Richtig ist aber, dass es zu einer Strafanzeige und Verurteilung kommt, wenn der Beifahrer infolge seiner Trunkenheit das Motorrad zum Sturz oder zu einem anderen Unfall bringt (gefährlicher Eingriff in den Straßenverkehr). Das gleiche gilt auch, wenn ein betrunkener Beifahrer einem beim Auto ins Lenkrad greift oder sonstigen Blödsinn macht, wodurch es zum Unfall kommt.

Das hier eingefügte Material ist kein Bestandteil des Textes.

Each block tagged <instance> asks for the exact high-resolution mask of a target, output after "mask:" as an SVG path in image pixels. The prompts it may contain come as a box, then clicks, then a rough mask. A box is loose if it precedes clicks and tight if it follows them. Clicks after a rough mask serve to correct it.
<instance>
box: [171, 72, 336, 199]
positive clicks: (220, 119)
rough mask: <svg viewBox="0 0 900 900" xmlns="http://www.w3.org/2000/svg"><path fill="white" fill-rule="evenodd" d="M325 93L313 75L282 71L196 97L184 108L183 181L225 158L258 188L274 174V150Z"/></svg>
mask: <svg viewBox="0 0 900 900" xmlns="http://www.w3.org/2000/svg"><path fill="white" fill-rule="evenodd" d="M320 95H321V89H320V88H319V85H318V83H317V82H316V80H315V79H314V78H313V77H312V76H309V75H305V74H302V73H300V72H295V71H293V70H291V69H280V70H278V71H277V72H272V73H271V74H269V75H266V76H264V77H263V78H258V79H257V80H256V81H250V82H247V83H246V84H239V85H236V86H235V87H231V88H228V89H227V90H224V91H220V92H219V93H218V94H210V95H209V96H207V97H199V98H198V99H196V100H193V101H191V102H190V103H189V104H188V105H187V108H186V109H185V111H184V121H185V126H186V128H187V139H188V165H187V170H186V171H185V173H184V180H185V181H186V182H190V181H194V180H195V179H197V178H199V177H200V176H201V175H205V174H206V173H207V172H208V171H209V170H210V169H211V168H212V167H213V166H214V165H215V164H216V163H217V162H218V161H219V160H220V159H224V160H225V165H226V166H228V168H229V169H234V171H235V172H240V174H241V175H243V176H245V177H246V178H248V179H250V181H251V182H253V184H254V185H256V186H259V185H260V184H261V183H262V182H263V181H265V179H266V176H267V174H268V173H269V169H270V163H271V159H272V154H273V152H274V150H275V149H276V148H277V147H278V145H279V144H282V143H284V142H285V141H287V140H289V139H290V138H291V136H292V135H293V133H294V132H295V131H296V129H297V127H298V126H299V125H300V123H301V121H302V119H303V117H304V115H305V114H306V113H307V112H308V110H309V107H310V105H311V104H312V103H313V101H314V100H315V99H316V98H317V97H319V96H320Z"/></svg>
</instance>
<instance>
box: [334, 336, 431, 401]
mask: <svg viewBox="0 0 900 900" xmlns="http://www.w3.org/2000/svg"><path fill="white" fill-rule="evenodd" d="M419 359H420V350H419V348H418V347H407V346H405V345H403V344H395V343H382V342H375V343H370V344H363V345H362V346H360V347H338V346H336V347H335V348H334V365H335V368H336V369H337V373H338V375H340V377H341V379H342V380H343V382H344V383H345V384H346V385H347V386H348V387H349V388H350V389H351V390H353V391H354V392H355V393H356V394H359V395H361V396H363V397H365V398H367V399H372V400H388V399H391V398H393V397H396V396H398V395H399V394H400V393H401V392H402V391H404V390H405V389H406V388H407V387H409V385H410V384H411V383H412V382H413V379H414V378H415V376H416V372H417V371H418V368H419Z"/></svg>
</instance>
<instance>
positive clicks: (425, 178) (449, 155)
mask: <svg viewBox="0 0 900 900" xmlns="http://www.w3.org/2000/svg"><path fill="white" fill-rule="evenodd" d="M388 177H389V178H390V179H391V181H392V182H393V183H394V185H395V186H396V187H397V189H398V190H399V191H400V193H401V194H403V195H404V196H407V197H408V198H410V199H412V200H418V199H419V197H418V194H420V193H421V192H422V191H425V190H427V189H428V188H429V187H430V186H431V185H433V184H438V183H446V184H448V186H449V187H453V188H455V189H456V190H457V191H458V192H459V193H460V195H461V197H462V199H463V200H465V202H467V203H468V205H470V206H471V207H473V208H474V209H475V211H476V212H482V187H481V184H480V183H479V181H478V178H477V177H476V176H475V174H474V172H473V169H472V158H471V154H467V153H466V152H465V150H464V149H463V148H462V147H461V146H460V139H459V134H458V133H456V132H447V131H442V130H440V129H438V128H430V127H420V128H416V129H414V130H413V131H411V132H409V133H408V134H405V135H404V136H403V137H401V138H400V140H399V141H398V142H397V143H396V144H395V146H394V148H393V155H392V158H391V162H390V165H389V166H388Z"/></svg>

Daher besser auf den Rücksitz verbannen. Vorgeschrieben ist das aber nicht. Aber auch da hat man Sorgfaltspflichten. Wenn man das absehen kann, dass der Dummheiten macht, wird einem das bestimmt auch vorgehalten.
Als Beifahrer darf man jemanden dann auch nicht mehr auf dem Motorrad mitnehmen, wenn er nicht mehr in der Lage ist sich selbst festzuhalten. Insoweit hat man auch eine Sorgfaltspflicht für seinen Passagier, eben Verantwortung für seinen Beifahrer. Das versteht sich aber eigentlich von selbst.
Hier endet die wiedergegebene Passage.